Vingt ans plus tard, le pari est tenu. Des dizaines de milliers de femmes ont été rejointes, seules ou en groupes. ÉLIXIR est devenu un organisme communautaire autonome, dont l’expertise
est reconnue dans le milieu. Quand on prononce son nom, on ne se précipite pas dans le dictionnaire pour en comprendre le sens, on sait de qui et de quoi il s’agit, on respecte sa mission, on salue la compétence de ses employées et de ses bénévoles. Il lui reste toutefois le défi de durer. À l’heure où l’on questionne de bien des manières le rôle de l’État, j’ai la conviction qu’il faut ménager une place de choix dans la société à des organismes comme ÉLIXIR.
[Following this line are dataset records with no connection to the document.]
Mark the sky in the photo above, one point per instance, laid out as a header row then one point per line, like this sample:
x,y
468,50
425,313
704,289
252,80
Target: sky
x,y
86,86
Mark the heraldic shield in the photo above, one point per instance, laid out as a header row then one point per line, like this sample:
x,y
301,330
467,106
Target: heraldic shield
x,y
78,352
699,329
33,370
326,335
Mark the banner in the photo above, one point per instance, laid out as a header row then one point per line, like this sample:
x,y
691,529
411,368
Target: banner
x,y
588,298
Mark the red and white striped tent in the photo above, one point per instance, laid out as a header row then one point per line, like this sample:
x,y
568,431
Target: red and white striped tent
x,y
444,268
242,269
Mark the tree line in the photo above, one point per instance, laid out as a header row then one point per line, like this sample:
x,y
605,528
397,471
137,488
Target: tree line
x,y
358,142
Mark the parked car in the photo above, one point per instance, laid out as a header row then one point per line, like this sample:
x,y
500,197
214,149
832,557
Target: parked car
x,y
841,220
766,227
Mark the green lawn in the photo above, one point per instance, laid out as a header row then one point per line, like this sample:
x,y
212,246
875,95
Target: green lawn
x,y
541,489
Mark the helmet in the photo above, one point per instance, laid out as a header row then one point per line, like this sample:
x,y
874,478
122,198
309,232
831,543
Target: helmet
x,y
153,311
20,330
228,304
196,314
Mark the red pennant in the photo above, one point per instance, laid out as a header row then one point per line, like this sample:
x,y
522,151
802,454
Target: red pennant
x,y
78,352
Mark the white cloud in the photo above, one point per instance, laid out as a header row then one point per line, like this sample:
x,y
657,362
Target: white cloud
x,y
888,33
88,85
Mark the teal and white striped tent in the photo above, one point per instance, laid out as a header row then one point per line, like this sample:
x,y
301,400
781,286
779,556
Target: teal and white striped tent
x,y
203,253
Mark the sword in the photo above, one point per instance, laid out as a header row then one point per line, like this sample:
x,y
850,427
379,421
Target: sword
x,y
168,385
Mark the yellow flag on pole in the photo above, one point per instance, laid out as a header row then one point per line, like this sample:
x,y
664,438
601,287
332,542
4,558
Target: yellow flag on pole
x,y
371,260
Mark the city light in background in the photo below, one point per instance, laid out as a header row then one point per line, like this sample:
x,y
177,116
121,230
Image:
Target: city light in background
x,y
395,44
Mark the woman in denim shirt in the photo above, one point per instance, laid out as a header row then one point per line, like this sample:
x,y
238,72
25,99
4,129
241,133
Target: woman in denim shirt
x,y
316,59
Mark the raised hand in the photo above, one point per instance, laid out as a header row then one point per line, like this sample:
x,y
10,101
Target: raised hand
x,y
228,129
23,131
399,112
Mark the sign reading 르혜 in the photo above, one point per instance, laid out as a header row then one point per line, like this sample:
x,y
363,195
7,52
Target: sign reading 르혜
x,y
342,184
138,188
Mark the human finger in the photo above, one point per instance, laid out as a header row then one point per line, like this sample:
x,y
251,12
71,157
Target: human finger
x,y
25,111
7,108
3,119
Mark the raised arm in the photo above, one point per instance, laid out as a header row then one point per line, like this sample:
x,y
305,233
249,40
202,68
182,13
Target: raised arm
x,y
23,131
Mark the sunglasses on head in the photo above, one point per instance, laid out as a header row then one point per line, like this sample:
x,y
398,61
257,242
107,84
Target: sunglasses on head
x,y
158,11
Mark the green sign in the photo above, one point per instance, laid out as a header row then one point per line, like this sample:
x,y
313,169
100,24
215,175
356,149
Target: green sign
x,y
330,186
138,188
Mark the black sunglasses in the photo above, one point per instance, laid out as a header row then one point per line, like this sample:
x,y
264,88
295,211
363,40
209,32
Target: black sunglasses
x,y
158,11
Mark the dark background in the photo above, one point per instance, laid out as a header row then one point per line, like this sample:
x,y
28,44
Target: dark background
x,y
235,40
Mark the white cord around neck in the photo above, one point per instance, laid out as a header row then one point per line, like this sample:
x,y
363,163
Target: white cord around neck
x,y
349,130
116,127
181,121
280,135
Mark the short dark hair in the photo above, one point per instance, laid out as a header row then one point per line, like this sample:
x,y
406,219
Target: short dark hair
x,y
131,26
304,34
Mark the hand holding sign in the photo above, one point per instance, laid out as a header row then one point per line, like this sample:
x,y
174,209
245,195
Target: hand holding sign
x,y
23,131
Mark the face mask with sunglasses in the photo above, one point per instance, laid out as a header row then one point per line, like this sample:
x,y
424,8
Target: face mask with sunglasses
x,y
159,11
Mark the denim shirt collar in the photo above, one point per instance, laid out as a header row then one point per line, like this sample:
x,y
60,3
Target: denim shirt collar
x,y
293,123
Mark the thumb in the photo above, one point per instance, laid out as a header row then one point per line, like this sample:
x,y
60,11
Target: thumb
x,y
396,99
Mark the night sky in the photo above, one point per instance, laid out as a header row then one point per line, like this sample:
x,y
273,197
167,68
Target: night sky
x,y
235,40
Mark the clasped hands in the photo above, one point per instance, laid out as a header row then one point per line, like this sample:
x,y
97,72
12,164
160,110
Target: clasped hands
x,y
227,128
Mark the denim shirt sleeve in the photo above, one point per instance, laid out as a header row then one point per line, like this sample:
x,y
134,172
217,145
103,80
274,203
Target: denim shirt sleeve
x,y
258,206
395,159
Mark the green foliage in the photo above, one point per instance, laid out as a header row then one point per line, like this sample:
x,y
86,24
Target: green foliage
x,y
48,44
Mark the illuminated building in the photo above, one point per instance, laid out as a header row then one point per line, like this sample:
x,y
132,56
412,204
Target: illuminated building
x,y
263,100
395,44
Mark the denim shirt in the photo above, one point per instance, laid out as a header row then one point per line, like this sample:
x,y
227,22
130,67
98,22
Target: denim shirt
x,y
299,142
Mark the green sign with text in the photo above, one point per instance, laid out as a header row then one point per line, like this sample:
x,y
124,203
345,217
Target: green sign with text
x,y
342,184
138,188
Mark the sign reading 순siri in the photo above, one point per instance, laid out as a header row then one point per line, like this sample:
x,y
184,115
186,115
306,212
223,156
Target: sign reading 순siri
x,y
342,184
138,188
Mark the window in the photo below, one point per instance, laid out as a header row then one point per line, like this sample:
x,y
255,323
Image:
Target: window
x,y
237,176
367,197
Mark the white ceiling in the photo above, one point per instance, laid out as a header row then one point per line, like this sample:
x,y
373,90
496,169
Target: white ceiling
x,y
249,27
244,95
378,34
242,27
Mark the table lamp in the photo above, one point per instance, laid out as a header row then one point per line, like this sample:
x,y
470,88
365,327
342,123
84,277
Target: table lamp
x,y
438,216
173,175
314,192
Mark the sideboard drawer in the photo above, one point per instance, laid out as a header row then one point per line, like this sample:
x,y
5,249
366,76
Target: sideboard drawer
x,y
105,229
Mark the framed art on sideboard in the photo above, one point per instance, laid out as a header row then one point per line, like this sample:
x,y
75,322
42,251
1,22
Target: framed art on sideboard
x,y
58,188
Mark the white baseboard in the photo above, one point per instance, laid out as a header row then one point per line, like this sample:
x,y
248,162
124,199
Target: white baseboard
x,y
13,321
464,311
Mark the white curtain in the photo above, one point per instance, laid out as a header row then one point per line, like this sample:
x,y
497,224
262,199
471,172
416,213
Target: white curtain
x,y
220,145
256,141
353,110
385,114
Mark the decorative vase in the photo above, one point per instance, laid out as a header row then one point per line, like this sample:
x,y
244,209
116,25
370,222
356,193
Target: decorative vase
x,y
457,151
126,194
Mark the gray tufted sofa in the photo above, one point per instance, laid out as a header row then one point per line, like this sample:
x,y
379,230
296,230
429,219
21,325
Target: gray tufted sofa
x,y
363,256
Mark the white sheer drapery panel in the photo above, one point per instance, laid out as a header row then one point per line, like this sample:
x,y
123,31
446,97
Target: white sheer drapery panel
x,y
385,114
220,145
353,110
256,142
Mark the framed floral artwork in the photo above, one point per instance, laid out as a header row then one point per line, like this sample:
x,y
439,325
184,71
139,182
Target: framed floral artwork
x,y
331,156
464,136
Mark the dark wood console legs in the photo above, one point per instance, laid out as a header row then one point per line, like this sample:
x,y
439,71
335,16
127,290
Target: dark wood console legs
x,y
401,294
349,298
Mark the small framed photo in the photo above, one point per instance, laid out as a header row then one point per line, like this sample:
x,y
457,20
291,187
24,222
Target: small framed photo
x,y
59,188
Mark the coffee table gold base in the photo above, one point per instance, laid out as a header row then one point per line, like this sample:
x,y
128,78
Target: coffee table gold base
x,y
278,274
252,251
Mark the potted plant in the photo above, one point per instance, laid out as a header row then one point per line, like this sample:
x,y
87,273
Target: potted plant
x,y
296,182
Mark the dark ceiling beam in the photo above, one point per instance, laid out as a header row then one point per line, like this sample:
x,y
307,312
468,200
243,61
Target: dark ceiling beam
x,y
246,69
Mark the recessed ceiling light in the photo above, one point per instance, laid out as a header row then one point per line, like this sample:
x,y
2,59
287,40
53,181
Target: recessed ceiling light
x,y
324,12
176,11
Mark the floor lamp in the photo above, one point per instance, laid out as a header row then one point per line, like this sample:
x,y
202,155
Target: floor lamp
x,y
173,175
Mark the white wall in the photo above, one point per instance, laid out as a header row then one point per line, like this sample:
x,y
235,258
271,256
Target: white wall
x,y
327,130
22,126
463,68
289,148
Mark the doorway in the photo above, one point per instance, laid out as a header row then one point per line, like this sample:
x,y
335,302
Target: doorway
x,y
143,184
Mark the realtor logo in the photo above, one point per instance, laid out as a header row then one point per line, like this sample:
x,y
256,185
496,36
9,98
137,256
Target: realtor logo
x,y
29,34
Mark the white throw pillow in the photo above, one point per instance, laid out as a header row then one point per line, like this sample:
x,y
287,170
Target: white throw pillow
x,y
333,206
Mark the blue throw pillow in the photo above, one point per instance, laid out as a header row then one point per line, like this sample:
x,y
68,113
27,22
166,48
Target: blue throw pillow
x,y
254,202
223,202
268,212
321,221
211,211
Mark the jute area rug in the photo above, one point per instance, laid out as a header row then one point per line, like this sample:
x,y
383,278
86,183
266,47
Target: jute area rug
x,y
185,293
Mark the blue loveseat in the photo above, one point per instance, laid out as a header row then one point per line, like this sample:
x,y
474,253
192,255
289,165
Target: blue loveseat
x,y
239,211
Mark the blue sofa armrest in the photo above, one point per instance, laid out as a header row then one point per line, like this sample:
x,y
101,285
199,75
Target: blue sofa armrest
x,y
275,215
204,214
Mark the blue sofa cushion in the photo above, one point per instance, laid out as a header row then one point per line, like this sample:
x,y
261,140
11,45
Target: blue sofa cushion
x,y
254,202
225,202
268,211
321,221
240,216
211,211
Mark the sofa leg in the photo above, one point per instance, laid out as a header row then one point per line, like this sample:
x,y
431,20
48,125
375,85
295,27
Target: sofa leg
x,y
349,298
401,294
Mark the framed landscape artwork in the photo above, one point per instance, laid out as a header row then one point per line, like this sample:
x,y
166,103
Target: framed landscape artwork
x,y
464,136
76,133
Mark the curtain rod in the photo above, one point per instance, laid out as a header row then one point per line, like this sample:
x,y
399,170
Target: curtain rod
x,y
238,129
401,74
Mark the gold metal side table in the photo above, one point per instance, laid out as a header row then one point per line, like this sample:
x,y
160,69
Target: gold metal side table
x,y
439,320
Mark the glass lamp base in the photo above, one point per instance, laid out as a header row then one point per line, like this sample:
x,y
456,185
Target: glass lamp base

Il y va de la santé de nombreuse femmes, qui rajustent leur parcours à l’aide de rencontres, d’ateliers, de programmes fort variés. Il y va aussi de notre santé collective, car nous sommes les maillons d’une même chaîne. Aider les plus faibles à se renforcer, c’est donner plus de vigueur et de solidité à l’ensemble. Je souhaite donc longue vie à ÉLIXIR, pour notre bien à toutes et à tous.